I have one sitting in a closet now for a couple or years. I currently don't own an amp to drive it. It's your basic sub with a 12 inch driver in an MDF box about 16x16 with a large aero port on the side and finished in a pebble black paint. As I recall, the MDF panels are fairly thick. The external crossover Roy sold was made by Energy. I don't recall the model. Bass response in my room is problematic and in the end I found better low end response with a pair of Nautilus 802's vs the Diamantes and the sub. I still use the Diamantes but not the sub. Maybe, I'll find a suitable amp again and give it another try.
The sub you have is the Continuum 12SW. The box is not MDF but an industrial-grade particle board that most cabinetmakers don't like to work with, because it is much harder to cut and shape than MDF. MDF is a weak wood, and to make it strong enough for woofer/subwoofer cabinets, it must be quite thick, ala Thiel, or combined with other woods, like our Continuum 3.
The 12SW you have is still, by anyone's standards, a really good sub- far more linear that what is out there for sale nowadays. It was reviewed in December 1999 Home Theater Magazine.
If it were my $$, I would hang on to it, and contact me for information on how to obtain the proper crossover to make it blend with your B&W speakers. This is not hard.

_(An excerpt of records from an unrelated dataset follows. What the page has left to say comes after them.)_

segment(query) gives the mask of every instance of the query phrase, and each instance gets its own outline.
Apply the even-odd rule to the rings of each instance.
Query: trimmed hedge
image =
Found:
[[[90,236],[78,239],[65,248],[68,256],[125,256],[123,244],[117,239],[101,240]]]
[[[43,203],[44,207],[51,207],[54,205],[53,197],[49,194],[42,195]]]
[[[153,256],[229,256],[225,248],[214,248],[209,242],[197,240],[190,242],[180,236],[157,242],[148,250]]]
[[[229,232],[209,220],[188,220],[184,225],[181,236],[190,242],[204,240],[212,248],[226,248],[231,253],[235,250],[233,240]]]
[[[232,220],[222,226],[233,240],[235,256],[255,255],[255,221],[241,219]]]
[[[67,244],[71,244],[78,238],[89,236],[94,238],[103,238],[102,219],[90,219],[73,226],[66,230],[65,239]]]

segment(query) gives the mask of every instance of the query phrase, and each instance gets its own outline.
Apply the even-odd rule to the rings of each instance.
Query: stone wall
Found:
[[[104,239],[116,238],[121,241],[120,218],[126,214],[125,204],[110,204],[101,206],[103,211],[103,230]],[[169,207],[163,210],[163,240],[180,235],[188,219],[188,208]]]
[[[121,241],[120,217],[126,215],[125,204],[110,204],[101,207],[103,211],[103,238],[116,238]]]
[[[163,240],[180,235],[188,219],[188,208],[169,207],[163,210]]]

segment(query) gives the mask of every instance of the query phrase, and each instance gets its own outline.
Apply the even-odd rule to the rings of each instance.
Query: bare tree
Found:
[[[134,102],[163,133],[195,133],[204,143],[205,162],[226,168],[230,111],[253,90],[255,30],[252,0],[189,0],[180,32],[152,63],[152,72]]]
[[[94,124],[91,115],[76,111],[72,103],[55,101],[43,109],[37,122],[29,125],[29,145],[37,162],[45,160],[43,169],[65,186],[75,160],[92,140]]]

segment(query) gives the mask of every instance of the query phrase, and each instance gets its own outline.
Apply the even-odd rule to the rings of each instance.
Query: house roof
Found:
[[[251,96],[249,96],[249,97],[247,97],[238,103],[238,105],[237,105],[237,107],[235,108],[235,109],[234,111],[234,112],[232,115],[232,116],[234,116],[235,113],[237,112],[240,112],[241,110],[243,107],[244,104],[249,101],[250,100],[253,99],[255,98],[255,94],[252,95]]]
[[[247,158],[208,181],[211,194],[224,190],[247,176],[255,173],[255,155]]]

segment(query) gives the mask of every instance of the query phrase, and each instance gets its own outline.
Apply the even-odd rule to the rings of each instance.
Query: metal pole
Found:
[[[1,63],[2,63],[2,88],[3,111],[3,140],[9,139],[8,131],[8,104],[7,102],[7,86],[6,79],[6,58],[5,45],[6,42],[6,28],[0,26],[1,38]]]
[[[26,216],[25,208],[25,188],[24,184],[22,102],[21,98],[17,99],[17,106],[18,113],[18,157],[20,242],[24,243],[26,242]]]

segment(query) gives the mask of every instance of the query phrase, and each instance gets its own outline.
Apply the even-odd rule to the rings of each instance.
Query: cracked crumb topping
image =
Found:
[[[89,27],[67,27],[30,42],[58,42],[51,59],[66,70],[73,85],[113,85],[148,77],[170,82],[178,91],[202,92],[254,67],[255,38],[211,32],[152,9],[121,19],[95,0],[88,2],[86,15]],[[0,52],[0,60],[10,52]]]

We sold that Energy crossover to a few customers (we bought them from our local retailer), because it had the correct filter slopes (Model EAC-1, no longer made), and because it was inexpensive. However, we always informed the end user that it employed not-so-good sounding op-amps for the signal to the main speakers, thus compressing the soundstage and dynamics, and sounded somewhat electronic. But it did blend the sub to the mains properly. Although it was marked for "stereo sub amplifier out", it was most definitely a mono sub signal, FYI.